1 Introduction

There are many reasons to study the attenuation of seismic waves. Variations in regional attenuation (1/Q) can facilitate structure and tectonic interpretation (e.g., Frankel, 1990). Local and regional distance attenuation of seismic phases is important in earthquake hazard prediction. Quantifying seismic wave attenuation and correcting for its effects improves source parameter studies, which will aid in discrimination of small nuclear tests from naturally occurring earthquakes (e.g., Baker et al., 2004; Mayeda et al., 2003; Taylor et al., 2002). Current event identification relies on Q models to remove propagation effects, revealing source differences. Q models taken from the literature can vary greatly within the same region. In previous work (Ford et al., 2008), we compared five different 1-D methods to measure Q Lg and attempted to assess the error associated with the results. The assessment showed the possible influence of lateral variations in attenuation. In the same spirit of the 1-D method comparison study, we compare inversions for 2-D attenuation in the Yellow Sea/Korean Peninsula (YSKP) using three different methods with identical data. The comparison is made for the source, site, and path parameters.

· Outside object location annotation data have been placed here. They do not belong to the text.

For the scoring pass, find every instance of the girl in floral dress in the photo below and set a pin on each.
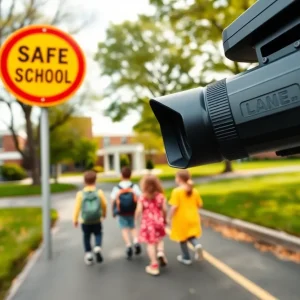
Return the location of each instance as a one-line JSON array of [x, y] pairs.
[[152, 208]]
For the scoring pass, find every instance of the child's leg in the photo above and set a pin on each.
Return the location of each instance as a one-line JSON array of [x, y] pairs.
[[198, 248], [151, 249], [86, 237], [126, 237], [97, 231], [195, 242], [134, 235], [161, 254], [98, 235], [153, 268], [161, 247], [88, 258], [185, 251]]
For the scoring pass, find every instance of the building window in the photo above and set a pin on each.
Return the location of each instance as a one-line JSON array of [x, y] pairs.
[[106, 141]]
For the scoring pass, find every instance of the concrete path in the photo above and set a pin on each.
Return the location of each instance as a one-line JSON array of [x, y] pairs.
[[231, 270]]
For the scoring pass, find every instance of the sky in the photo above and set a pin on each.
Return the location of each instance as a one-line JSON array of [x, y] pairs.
[[105, 12], [102, 14]]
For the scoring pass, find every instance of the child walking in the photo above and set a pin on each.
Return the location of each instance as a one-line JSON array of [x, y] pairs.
[[185, 219], [124, 201], [152, 209], [91, 206]]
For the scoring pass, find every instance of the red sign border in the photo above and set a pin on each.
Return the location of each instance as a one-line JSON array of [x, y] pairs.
[[29, 98]]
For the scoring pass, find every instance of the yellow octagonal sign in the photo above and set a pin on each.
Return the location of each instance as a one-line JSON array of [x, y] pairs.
[[42, 65]]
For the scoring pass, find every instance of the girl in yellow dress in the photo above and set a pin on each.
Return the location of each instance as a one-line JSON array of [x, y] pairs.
[[185, 219]]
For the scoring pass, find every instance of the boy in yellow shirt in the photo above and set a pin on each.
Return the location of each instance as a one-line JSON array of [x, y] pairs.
[[185, 225], [91, 206]]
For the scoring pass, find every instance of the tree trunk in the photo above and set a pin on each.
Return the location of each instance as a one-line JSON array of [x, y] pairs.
[[55, 173], [32, 153], [228, 167]]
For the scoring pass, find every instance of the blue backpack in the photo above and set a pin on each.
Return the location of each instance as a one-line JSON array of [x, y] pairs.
[[126, 201], [90, 207]]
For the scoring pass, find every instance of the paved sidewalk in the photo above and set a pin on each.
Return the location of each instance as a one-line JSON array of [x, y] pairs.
[[66, 276], [36, 200]]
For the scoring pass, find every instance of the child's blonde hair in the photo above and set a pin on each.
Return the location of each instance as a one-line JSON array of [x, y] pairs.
[[185, 177], [151, 185]]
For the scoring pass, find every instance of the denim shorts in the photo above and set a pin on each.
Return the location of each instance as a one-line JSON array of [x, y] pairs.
[[126, 222]]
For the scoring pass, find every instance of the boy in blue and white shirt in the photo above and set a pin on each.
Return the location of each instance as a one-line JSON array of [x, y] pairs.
[[126, 220]]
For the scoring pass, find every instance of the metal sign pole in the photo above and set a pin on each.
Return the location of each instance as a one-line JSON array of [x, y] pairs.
[[45, 164]]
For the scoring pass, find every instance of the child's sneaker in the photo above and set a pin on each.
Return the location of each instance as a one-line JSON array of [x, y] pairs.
[[88, 258], [129, 253], [152, 270], [138, 249], [99, 257], [162, 259], [198, 252], [184, 261]]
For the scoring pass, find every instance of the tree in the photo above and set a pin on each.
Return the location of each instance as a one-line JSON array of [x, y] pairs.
[[13, 17], [144, 59], [62, 140], [85, 152]]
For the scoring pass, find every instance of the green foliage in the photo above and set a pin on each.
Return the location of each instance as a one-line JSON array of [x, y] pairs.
[[98, 169], [271, 201], [85, 151], [149, 164], [146, 58], [11, 172], [124, 161], [20, 234], [12, 190]]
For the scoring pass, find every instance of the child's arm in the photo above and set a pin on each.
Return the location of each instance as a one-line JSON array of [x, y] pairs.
[[77, 208], [138, 210], [103, 204], [113, 196], [199, 201], [165, 210], [172, 211], [174, 202]]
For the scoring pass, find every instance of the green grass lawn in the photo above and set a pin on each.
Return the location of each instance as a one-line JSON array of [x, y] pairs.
[[168, 173], [11, 190], [214, 169], [20, 234], [67, 174], [272, 201]]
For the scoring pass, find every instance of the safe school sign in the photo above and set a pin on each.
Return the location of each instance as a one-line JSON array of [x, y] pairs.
[[42, 65]]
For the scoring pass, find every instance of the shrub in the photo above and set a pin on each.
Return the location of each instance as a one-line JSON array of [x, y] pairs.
[[98, 169], [13, 172], [124, 161], [149, 164]]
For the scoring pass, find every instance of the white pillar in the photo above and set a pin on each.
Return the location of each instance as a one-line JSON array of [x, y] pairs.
[[106, 163], [138, 163], [117, 163]]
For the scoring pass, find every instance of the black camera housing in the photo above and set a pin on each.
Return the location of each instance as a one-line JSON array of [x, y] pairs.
[[264, 32], [247, 114]]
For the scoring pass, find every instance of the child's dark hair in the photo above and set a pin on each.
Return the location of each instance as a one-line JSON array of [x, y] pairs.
[[151, 185], [126, 172], [185, 177], [90, 177]]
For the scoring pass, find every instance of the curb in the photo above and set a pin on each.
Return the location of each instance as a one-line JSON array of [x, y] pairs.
[[31, 261], [261, 233]]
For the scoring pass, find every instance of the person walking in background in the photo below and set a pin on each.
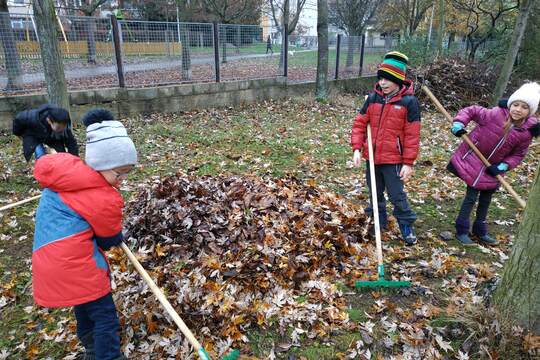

Comparison of solutions obtained with different methods can give insight to the model error, which is often considerably more important and larger in magnitude than any type of random error that is usually calculated for inverse studies. This study will only assess this model-based error. In the section that follows we will outline the amplitude tomography method of Phillips and Stead (2008) and the source-interpreted amplitude tomography method of Pasyanos et al. (2009). We will also introduce the coda-source corrected amplitude tomography method, which is a 2-D implementation of the 1-D analysis presented in Walter et al. (2007). Concludingly, the attenuation structure of the YSKP will be interpreted in terms of the tectonics of the region.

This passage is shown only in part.